Mastering Spark Notebooks and Capacity Optimization in Microsoft Fabric

Regular 50 minute session for SQLBits 2026

TL; DR

Learn how to get the most out of Spark Notebooks in Fabric by optimizing execution, cluster behavior, concurrency, and capacity usage. Practical patterns, real insights, and performance tips included.

Session Details

Running Spark notebooks in Microsoft Fabric opens up powerful possibilities—but also introduces a compute model that can feel unfamiliar, especially to those coming from a traditional SQL Server or data warehouse background. Every notebook gets its own dedicated compute session, and while this provides strong isolation, it can quickly lead to unexpected capacity consumption and limits if not managed thoughtfully.

This session offers a deep dive into how Spark compute works under the hood in Fabric, with a focus on how to run more efficiently without wasting Capacity Units.

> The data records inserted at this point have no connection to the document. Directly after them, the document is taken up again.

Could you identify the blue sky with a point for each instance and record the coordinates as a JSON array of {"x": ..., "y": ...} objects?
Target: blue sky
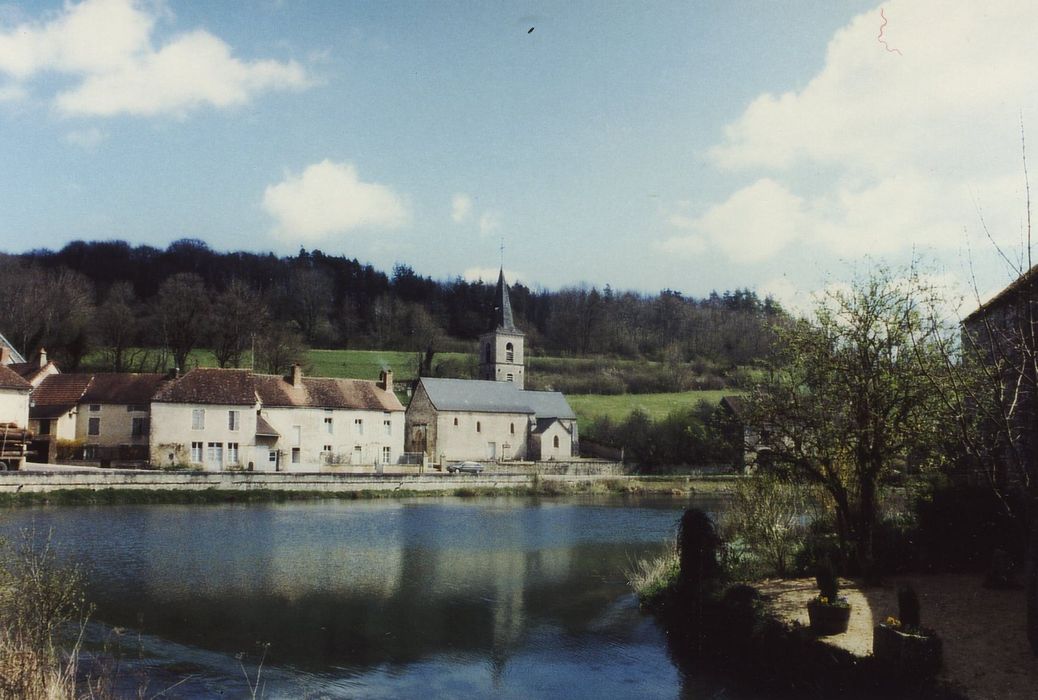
[{"x": 689, "y": 145}]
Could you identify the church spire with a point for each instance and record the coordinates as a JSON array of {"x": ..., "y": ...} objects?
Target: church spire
[{"x": 502, "y": 305}]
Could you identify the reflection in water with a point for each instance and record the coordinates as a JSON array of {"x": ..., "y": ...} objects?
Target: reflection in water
[{"x": 500, "y": 596}]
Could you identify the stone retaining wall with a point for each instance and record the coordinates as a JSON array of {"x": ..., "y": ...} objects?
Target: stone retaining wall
[{"x": 50, "y": 481}]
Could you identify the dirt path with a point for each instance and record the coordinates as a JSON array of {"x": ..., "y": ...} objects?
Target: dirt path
[{"x": 986, "y": 651}]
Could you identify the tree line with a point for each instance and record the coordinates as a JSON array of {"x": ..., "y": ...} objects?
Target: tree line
[{"x": 128, "y": 301}]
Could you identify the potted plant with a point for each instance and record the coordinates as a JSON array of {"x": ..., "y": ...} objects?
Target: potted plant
[
  {"x": 829, "y": 612},
  {"x": 903, "y": 643}
]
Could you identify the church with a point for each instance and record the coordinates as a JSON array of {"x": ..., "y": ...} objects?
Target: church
[{"x": 494, "y": 418}]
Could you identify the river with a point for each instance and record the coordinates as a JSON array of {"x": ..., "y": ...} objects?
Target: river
[{"x": 503, "y": 597}]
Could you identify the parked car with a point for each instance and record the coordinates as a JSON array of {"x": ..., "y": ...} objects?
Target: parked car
[{"x": 465, "y": 467}]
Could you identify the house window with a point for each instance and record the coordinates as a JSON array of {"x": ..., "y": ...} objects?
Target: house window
[{"x": 216, "y": 454}]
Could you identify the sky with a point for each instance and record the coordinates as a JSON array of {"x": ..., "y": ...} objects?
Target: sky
[{"x": 782, "y": 146}]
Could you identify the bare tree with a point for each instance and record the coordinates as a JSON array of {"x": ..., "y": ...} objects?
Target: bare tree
[{"x": 182, "y": 308}]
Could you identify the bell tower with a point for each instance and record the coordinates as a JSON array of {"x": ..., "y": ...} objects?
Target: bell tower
[{"x": 501, "y": 348}]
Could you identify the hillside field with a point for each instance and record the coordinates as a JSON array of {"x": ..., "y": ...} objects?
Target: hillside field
[{"x": 590, "y": 406}]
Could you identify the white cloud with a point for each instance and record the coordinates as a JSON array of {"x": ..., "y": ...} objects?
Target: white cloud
[
  {"x": 107, "y": 45},
  {"x": 489, "y": 274},
  {"x": 330, "y": 198},
  {"x": 461, "y": 208},
  {"x": 489, "y": 222},
  {"x": 86, "y": 138},
  {"x": 883, "y": 153}
]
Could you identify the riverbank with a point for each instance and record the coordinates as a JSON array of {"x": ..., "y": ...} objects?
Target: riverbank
[
  {"x": 124, "y": 486},
  {"x": 983, "y": 630}
]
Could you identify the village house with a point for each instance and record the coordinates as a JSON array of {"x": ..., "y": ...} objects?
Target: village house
[
  {"x": 102, "y": 418},
  {"x": 236, "y": 419},
  {"x": 494, "y": 418},
  {"x": 1005, "y": 331}
]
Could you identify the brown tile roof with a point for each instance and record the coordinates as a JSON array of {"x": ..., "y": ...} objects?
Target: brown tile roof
[
  {"x": 124, "y": 388},
  {"x": 210, "y": 385},
  {"x": 29, "y": 371},
  {"x": 11, "y": 380},
  {"x": 57, "y": 394},
  {"x": 326, "y": 393}
]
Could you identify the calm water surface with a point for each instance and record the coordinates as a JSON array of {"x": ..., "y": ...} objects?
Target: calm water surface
[{"x": 490, "y": 597}]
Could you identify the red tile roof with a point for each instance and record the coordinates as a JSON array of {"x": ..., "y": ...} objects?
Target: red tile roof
[
  {"x": 9, "y": 379},
  {"x": 124, "y": 388},
  {"x": 57, "y": 394},
  {"x": 210, "y": 385}
]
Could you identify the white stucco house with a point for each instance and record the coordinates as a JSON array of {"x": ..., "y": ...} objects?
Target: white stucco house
[{"x": 236, "y": 419}]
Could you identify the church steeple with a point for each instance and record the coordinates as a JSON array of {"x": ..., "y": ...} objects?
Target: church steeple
[
  {"x": 501, "y": 348},
  {"x": 502, "y": 305}
]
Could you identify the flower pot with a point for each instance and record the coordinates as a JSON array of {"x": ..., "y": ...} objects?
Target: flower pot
[
  {"x": 826, "y": 619},
  {"x": 907, "y": 652}
]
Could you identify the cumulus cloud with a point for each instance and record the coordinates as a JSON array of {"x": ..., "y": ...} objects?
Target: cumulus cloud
[
  {"x": 108, "y": 48},
  {"x": 881, "y": 152},
  {"x": 88, "y": 139},
  {"x": 461, "y": 208},
  {"x": 330, "y": 198}
]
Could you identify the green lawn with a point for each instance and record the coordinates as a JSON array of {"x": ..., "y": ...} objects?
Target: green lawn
[{"x": 590, "y": 406}]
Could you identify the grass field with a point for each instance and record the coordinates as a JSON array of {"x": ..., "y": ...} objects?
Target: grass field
[{"x": 590, "y": 406}]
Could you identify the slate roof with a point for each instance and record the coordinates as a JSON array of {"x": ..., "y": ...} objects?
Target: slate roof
[
  {"x": 325, "y": 393},
  {"x": 57, "y": 394},
  {"x": 209, "y": 385},
  {"x": 265, "y": 429},
  {"x": 11, "y": 380},
  {"x": 494, "y": 397},
  {"x": 1017, "y": 286},
  {"x": 123, "y": 388}
]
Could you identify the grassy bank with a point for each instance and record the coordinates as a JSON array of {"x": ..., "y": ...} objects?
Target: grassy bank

We’ll explore the impact of autoscaling Spark pools, how bursting works in practice, and the introduction of the new Autoscale Billing model that charges based on actual vCore usage per second, rather than maximum allocation. You’ll learn how to take control of your workloads through techniques like using small or single-node Spark pools, orchestrating notebooks with runMultiple(), and sharing sessions through High Concurrency Mode—both interactively and within Pipelines.

Whether you're building data pipelines, running exploratory work, or managing shared capacity across a team, this session will help you understand how Spark in Fabric behaves, how it’s billed, and how to optimize it for both performance and cost.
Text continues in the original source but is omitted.